This seems like it should be simple but as a complete beginner to SQL, I've spent a large amount of time trying to figure this out without any luck
Say I have a dataframe in R like this:
df1 <- data.frame(value = c(1, 2, 3, 4),
ID = c("foo", "bar", "baz", "waffle"))
# value ID
# 1 1 foo
# 2 2 bar
# 3 3 baz
# 4 4 waffle
I can load it into a SQLite database easily:
table_name <- "mytable"
library("RSQLite")
con <- dbConnect(RSQLite::SQLite(), ":memory:")

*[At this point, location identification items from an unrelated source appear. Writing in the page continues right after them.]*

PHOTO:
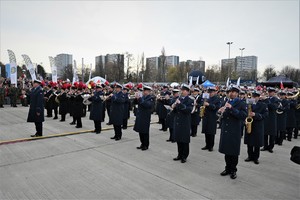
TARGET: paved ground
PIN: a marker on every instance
(90, 166)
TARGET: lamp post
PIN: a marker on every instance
(229, 43)
(242, 49)
(229, 65)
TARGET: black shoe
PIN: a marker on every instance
(204, 148)
(270, 150)
(248, 159)
(144, 148)
(177, 158)
(224, 173)
(233, 175)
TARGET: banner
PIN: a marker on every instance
(7, 70)
(90, 76)
(13, 73)
(30, 66)
(74, 73)
(53, 69)
(13, 67)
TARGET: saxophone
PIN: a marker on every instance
(249, 119)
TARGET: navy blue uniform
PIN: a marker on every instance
(143, 118)
(36, 109)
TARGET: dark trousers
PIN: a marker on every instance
(63, 117)
(144, 138)
(163, 124)
(289, 133)
(49, 112)
(231, 163)
(78, 121)
(296, 131)
(118, 131)
(97, 124)
(39, 128)
(84, 110)
(171, 134)
(269, 141)
(194, 130)
(280, 136)
(103, 113)
(125, 122)
(253, 152)
(55, 112)
(209, 140)
(183, 150)
(108, 113)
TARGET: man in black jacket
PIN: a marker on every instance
(36, 109)
(182, 109)
(117, 111)
(209, 123)
(255, 138)
(143, 116)
(233, 114)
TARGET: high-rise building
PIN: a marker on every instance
(244, 67)
(62, 61)
(110, 66)
(172, 61)
(196, 65)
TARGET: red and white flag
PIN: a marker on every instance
(281, 85)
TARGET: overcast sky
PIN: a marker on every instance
(190, 29)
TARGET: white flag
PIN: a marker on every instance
(13, 67)
(74, 73)
(90, 76)
(53, 69)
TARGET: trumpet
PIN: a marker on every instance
(249, 119)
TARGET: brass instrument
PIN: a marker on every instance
(279, 110)
(195, 104)
(202, 108)
(220, 114)
(249, 119)
(86, 100)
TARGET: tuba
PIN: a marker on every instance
(249, 119)
(86, 100)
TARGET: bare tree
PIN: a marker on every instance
(162, 71)
(269, 72)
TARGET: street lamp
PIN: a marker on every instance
(242, 49)
(229, 43)
(229, 67)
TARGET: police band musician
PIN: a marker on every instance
(233, 114)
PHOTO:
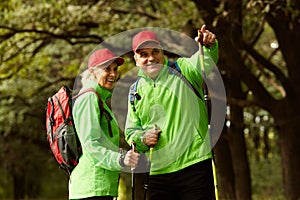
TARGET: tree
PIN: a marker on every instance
(42, 45)
(253, 65)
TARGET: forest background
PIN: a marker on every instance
(43, 44)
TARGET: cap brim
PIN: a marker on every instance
(118, 60)
(147, 41)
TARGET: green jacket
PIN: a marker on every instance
(170, 104)
(97, 173)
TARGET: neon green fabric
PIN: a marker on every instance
(97, 173)
(168, 102)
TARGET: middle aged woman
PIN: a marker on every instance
(97, 174)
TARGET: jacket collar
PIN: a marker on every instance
(162, 71)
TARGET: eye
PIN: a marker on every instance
(143, 54)
(156, 51)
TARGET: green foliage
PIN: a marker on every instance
(43, 44)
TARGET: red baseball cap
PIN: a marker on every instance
(102, 56)
(142, 37)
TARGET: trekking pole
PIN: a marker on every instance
(206, 99)
(132, 174)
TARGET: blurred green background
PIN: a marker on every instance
(43, 44)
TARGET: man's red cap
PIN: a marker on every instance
(142, 37)
(102, 56)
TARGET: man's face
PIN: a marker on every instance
(150, 58)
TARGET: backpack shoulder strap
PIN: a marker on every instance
(133, 93)
(103, 111)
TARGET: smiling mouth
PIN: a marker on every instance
(111, 80)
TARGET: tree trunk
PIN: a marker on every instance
(238, 145)
(19, 186)
(290, 151)
(224, 168)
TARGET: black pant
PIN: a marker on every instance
(192, 183)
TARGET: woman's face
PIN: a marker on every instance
(108, 76)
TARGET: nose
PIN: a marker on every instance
(113, 72)
(151, 57)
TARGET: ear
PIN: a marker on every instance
(91, 70)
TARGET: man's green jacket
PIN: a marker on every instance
(172, 105)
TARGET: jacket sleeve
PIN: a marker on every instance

dbWriteTable(con, table_name, df1, row.names = FALSE)
dbListTables(con)
# [1] "mytable"
Now say I create another dataframe, that has a mix of
entries which are exactly the same as the first df
entries which are partially present in the first df but have updated values
entries which are not present in the first df
-
df2 <- data.frame(value = c(1, 3, 5, 6),
ID = c("foo", "bar", "abc", "zzz"))
# value ID
# 1 1 foo # present in df1
# 2 3 bar # updated from df1
# 3 5 abc # not in df1
# 4 6 zzz # not in df1
Now, I want to update my SQLite table with this new dataframe;
currently existing entries which are exactly the same should be skipped
currently existing entries which are different should be updated
new entries should be appended
-
My best guess is that the code required would be structured like this:
if(! dbExistsTable(con, table_name)){
# write the df2 to table, if the table doesn't already exist
dbWriteTable(con, table_name, df2, row.names = FALSE)
} else {
# update the entries in the table with the entries in df2
for(i in seq(nrow(df2))){
irow <- df2[i, ]
# check if irow is already in the table
# if its already in the table, update the table's irow entry if its different
# otherwise append irow to the table
# or break() if irow is already present and identical
}
}
But what code would be used to actually check if the row (irow
) is already present in the SQLite, and then update it? It seems like it might be some usage of dbBind()
but I haven't been able to find a working example of how to use it for this purpose, and the docs are not clear. Is this kind of method going to be efficient for millions of entries and an arbitrary number of columns?